アマゾンプライム会員は、「固定客」というよりも「信者」に近いロイヤリティをアマゾンに抱いている熱烈なファンで構成されています。「儲ける」という漢字を分解すると、「信者」になります。アマゾンは、オンライン販売という最先端の企業でありながら、「信者を増やして儲ける」という、昔からの商いの原理原則を極めようとしているように感じます。
ID-POSを活用して固定客の実態を可視化しよう
固定客の購買状況を可視化するデータが「ID-POS」です。ID-POSとは、買物客のID(個人識別番号)付きのPOS(販売時点)データのことです。ポイントカードの普及によって、カードを利用する際に収集できる個人の購買履歴データです。「どんな商品がいつ何個売れた」かがわかるPOSデータに加えて、「誰が買った」かがわかることがID-POSデータの最大の特徴です。ID-POSデータを分析すると、その店を頻繁に利用してくれる固定客の、店に対する売上貢献度が非常に高いことがわかってきました。

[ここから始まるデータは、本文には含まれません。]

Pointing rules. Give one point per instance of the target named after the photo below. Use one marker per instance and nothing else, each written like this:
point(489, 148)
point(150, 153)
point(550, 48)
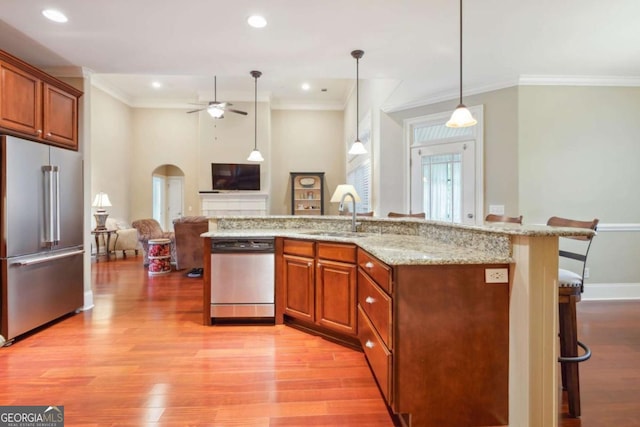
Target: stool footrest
point(577, 359)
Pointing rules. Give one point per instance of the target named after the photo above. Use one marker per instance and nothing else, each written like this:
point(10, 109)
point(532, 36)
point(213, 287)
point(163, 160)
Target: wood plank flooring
point(141, 357)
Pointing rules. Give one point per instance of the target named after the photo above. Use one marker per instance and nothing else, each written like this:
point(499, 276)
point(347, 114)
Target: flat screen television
point(235, 176)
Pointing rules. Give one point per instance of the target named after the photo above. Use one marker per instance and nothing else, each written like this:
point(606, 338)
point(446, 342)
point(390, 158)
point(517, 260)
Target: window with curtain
point(442, 176)
point(359, 168)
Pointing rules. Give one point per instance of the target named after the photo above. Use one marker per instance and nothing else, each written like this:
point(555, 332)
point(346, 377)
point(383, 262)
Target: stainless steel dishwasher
point(242, 278)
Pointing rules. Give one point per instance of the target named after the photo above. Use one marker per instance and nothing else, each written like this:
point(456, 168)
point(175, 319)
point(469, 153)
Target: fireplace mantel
point(251, 203)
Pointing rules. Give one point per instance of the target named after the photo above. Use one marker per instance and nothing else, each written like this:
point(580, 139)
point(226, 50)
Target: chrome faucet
point(353, 209)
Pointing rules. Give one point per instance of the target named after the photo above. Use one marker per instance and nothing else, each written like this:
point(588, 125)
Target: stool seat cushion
point(568, 279)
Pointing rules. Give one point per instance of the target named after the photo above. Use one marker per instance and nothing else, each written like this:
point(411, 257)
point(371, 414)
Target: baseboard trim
point(611, 291)
point(88, 301)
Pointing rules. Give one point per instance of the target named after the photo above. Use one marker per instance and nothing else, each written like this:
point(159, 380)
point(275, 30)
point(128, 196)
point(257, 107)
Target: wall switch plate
point(496, 209)
point(496, 275)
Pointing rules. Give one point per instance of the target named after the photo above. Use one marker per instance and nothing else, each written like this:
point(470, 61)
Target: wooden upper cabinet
point(60, 117)
point(37, 106)
point(20, 100)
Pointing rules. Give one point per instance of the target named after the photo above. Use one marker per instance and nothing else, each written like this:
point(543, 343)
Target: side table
point(106, 240)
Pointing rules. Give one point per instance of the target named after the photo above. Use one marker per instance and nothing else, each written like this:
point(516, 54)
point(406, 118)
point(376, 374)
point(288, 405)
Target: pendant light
point(357, 147)
point(461, 117)
point(255, 155)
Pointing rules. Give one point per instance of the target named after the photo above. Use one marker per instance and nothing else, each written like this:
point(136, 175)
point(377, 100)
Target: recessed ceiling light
point(257, 21)
point(54, 15)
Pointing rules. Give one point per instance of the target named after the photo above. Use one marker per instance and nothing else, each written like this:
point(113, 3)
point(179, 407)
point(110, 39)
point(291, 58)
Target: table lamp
point(100, 202)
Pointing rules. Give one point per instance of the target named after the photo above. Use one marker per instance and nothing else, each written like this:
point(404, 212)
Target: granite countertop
point(392, 249)
point(396, 241)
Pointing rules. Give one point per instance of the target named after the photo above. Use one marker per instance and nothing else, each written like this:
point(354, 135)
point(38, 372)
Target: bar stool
point(570, 288)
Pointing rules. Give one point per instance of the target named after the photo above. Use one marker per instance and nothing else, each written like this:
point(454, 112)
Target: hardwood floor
point(141, 357)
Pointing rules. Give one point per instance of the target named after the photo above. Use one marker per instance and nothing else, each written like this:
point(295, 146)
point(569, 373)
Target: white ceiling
point(185, 43)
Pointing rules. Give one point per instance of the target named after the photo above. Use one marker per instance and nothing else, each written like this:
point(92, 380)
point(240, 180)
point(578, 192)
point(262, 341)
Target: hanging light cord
point(255, 114)
point(357, 99)
point(460, 52)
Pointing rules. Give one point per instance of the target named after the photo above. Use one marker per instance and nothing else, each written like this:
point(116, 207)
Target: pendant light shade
point(357, 147)
point(255, 155)
point(461, 117)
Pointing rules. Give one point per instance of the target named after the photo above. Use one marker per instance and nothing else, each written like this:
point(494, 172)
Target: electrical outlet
point(496, 275)
point(496, 209)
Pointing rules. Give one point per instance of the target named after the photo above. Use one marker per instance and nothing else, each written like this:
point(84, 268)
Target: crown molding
point(105, 87)
point(622, 81)
point(447, 96)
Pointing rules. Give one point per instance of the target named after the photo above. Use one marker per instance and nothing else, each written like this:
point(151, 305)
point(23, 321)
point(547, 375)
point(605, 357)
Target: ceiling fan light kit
point(217, 109)
point(357, 147)
point(255, 155)
point(461, 117)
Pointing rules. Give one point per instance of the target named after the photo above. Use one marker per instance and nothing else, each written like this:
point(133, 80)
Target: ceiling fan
point(217, 109)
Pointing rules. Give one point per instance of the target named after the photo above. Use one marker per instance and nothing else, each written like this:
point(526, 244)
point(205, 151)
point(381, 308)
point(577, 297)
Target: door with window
point(446, 174)
point(443, 181)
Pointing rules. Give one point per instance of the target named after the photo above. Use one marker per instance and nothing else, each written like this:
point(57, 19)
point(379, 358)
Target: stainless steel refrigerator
point(41, 235)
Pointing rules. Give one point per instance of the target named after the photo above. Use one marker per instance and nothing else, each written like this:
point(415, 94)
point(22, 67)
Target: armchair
point(126, 237)
point(189, 244)
point(148, 229)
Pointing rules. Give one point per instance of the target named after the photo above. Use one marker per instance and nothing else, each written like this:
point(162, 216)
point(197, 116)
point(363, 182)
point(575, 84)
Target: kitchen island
point(456, 325)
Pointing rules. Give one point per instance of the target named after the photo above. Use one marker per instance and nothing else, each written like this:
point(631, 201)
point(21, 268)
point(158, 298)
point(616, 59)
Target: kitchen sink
point(349, 234)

小売業のID-POSデータの分析を強化している「ユニ・チャーム」の調査(下の図参照)では、1年間に10回以上来店する固定客の人数構成比は41%と半数弱ですが、店の総売上に占める割合は約90%を占めています。頻繁に来店してくれる固定客の購入額が非常に高いことがわかります。
一時的な安売りで来店するバーゲンハンターではなくて、長期的に来店してくれる固定客、もっといえば「その店の熱烈なファン」を増やすことが、これからの小売業にとっての最大の売上対策であることがわかります。しかも、年40回以上も来店する、すなわち毎週のように来店するコアな固定客(来店客数の14%)で、売上の48%も占めているのは驚きです。
リアルであれ、オンラインであれ、これからの企業は、不特定多数の浮動客で商売するのではなくて、「特定多数の固定客」と長期的な信頼関係に基づいた商売をすることが重要です。
最後に蛇足ですが、毎週のように来店するコアな固定客の中には、長期的に窃盗を繰り返す万引き常習犯が潜んでいることがあることも、悲しい現実です。「お客様は神様です」と盲信しない冷静さも必要ですね。